Contributing to the Kenya-specific CCI results, the outlook for employment increased in Kenya, rising four percentage points from the second quarter, with 60% of respondents saying they viewed their job prospects as excellent or good in the next 12-months. Likewise, sentiment for personal finances and immediate spending intentions also increased with 69% believing the state of their personal finances were good or excellent, up three percentage points from the previous quarter. The most positive increase is reflected in respondents’ outlook on their spending intentions, with 45% of the opinion that it’s currently an excellent/good time to buy the things they need or want. This is the highest figure in this regard since Q3′ 2014, and 9 points ahead of the results at that time.

On a less positive note, the majority of respondents in Kenya (63%) said they did not have spare cash, a decrease from the second quarter. Among those who did claim discretionary funds, saving continued to be a priority for the majority with 87% planning to put money into savings. Discretionary spending intentions for home improvement projects were the second-biggest priority at 81%, while 73% said they would invest in shares of stocks/mutual funds.

Nigeria and Ghana

West Africa seems to be wavering when it comes to the consumer confidence levels. Nielsen West Africa MD Lampe Omoyele says; “The confidence score in Nigeria, while still overwhelmingly positive, is likely a reflection of the more recent moderate economic outlook driven by currency devaluation, declining oil prices, food inflation, and dwindling consumer disposable income. This has led to reprioritisation of where consumers spend money, with a greater focus on staple foods and basic necessities and saving any leftover Naira for a rainy day.”

The outlook for employment increased in Ghana, rising three percentage points from the second quarter, with 40% of respondents saying they viewed their job prospects as Excellent or Good in the next 12-months. Likewise, sentiment for personal finances and immediate spending intentions also increased with 67% of Ghanaians believing the state of their personal finances were good or excellent, up four percentage points from the previous quarter.
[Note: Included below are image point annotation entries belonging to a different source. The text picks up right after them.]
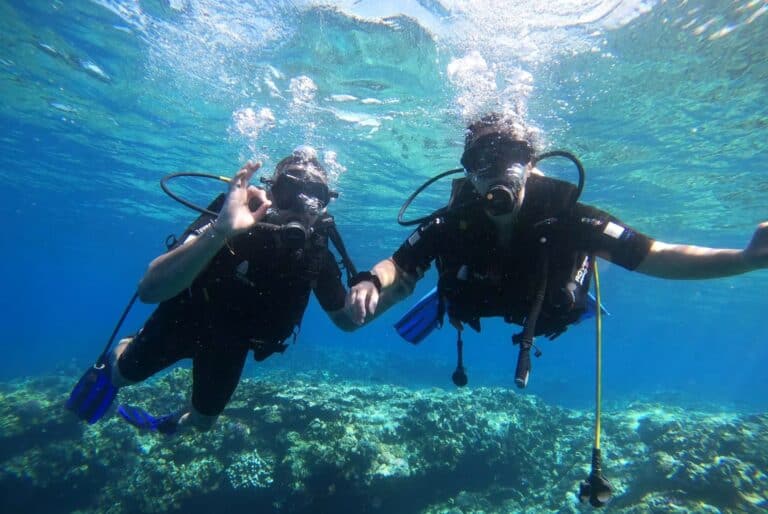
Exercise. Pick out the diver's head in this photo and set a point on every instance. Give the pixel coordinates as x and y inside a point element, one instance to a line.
<point>497,159</point>
<point>300,184</point>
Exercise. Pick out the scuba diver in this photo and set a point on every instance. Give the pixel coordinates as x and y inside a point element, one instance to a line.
<point>516,244</point>
<point>238,280</point>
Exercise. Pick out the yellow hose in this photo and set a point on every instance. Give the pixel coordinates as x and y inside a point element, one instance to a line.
<point>599,342</point>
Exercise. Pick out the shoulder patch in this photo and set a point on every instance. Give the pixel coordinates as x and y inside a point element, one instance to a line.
<point>414,238</point>
<point>613,230</point>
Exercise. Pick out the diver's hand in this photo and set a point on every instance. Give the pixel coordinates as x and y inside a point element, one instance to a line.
<point>235,215</point>
<point>361,301</point>
<point>756,252</point>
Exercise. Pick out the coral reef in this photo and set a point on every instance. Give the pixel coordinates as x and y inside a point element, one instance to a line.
<point>315,444</point>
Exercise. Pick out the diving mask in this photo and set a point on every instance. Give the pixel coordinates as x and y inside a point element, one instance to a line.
<point>497,167</point>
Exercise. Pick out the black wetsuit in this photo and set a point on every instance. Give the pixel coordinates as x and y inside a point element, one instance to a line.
<point>478,278</point>
<point>251,296</point>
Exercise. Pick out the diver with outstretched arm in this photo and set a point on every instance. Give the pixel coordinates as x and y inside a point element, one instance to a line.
<point>664,260</point>
<point>488,241</point>
<point>515,244</point>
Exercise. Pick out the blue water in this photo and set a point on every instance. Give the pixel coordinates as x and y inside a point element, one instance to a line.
<point>663,101</point>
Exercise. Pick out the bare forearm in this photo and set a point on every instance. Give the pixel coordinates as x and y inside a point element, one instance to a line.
<point>692,262</point>
<point>395,284</point>
<point>174,271</point>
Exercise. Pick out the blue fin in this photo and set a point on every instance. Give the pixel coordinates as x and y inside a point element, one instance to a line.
<point>143,420</point>
<point>592,309</point>
<point>421,319</point>
<point>93,394</point>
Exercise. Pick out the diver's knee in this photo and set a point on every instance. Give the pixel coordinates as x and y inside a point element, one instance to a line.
<point>118,380</point>
<point>198,421</point>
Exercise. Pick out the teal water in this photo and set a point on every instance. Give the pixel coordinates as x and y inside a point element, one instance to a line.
<point>664,102</point>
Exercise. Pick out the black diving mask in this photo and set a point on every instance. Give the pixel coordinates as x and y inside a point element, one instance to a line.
<point>292,190</point>
<point>496,166</point>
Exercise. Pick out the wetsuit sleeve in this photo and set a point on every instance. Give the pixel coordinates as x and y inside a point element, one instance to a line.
<point>329,289</point>
<point>418,251</point>
<point>596,231</point>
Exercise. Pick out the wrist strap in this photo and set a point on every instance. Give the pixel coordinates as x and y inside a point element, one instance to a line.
<point>365,276</point>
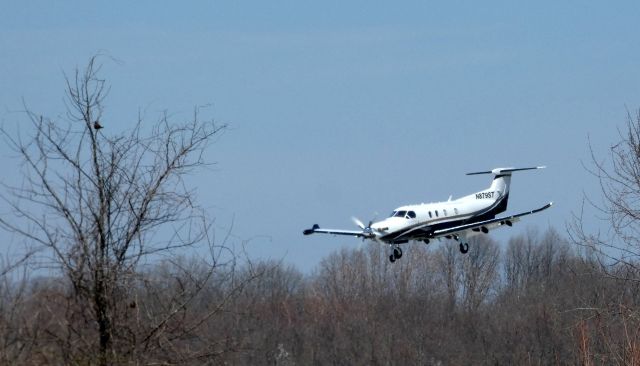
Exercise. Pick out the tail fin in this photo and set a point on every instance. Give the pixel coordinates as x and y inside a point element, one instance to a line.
<point>501,183</point>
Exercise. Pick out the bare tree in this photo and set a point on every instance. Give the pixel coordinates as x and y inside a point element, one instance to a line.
<point>619,206</point>
<point>99,202</point>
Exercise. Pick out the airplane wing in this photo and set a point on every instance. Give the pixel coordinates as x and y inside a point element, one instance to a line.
<point>316,229</point>
<point>487,224</point>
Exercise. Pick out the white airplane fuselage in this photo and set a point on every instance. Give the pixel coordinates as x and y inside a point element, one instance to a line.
<point>454,219</point>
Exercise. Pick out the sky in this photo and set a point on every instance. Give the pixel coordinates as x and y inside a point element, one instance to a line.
<point>340,109</point>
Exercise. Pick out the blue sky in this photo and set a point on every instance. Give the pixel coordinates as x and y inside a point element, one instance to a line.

Key factors driving this behaviour include: Stable fuel prices, an improvement in power supply and the Cedi having gained against the US Dollar ? (from 3.9 GHC to 1 USD to 3.1GHC to 1 USD).

Conversely, sentiment declined in Nigeria with favourable spending intentions decreasing eight percentage points to 48% in the third quarter, although 71% say they consider their job prospects over the next 12-months as excellent or good, this declined by 2 percentage points.

The majority of respondents in both countries said they did not have spare cash; namely 68% in Ghana and 60% in Nigeria, levels that decreased in Ghana but increased in Nigeria from the second quarter. Among those who did claim discretionary funds, saving continued to be a priority for the majority, with 77% in Ghana and 80% in Nigeria planning to put money into savings.

Discretionary spending intentions for home improvement projects were the second biggest priority with 64% of Ghanaians and 70% of Nigerians citing this as important, while 49% of Ghanaians and 54% of Nigerians said they would invest in shares of stock/mutual funds.

South Africa

Nielsen MD Southern Africa Craig Henry comments; “In South Africa, the five point decline in confidence to 82 was not a surprise, as interest rates increased early in the quarter and the value of the Rand against the U.S. dollar took a steep drop. Recessionary sentiment also increased eight percentage points in the third quarter, as 81% of South African respondents believed their country was in a recession.”

Global outlook

Further afield, global consumer confidence increased three index points in the third quarter to 99, the highest level since 2006. Optimistic sentiment for job prospects, personal finances and spending intentions increased in nearly half (48%) of all measured markets, but uneven growth continues around the world as confidence stabilises or grows in many advanced economies and declines in many emerging markets.